Kimmerz, I think some people do work on themselves, but if they can get away with not doing so, then they tend not to.
Leaving aside the 'imperfect people' it is partly about the 'price' we are willing to pay, and there are some prices that are just too high, no matter what. And with an emotional abuser you never stop paying.
You are a brave women. We become our actions. Enjoy the single life, it has a lot to offer. I know you didn't see this guy much but nevertheless you were investing emotional energy and focus in the relationship. And you still care for him.
I think being alone is very tough, but infinitely preferable to being with the wrong person.
Don't get me wrong, Kimmerz. That friend of mine? She found herself on the floor sobbing during all of this. It was not a good scene. She was angry and upset and still a bit angry if you ask me.
What changed? He did.
Without that, they wouldn't even so much as talk. I should know, I don't talk to my ex if I can help it. Why? Because she is still abusive etc. If she wasn't, it wouldn't bother me to have a conversation with her. I almost did last night regarding my son getting his license.

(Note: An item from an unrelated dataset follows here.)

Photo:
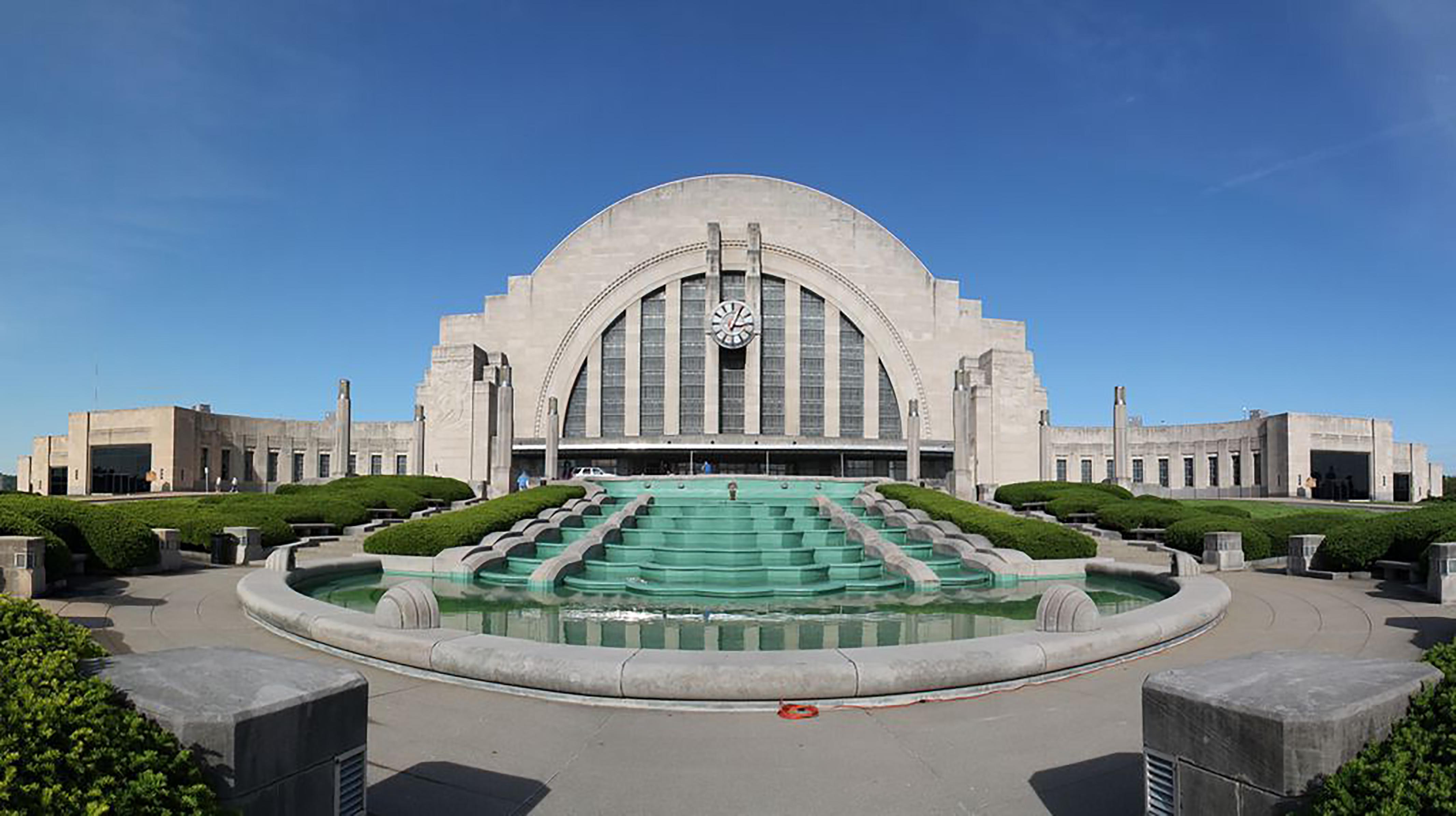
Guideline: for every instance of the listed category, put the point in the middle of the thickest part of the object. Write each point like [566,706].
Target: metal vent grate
[350,783]
[1161,785]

But as I played it out, I thought better of it. It's just no longer worth talking to her or her husband.
For some people, that's the point that leads to a chance to regain a relationship of some sort. For others, not so much.
Feeling upset about it or nauseous? I get it, but that eventually goes away. It becomes a moot point and you simply either talk or do not.
Quote:
I think being alone is very tough, but infinitely preferable to being with the wrong person.
Amen, sister. Sing it!!!
AJ
"Our lives begin to end the day we become silent about things that matter" MLK Put the glass down... "Yesterday I was clever so I wanted to change the world Today I am wise, so I am changing myself."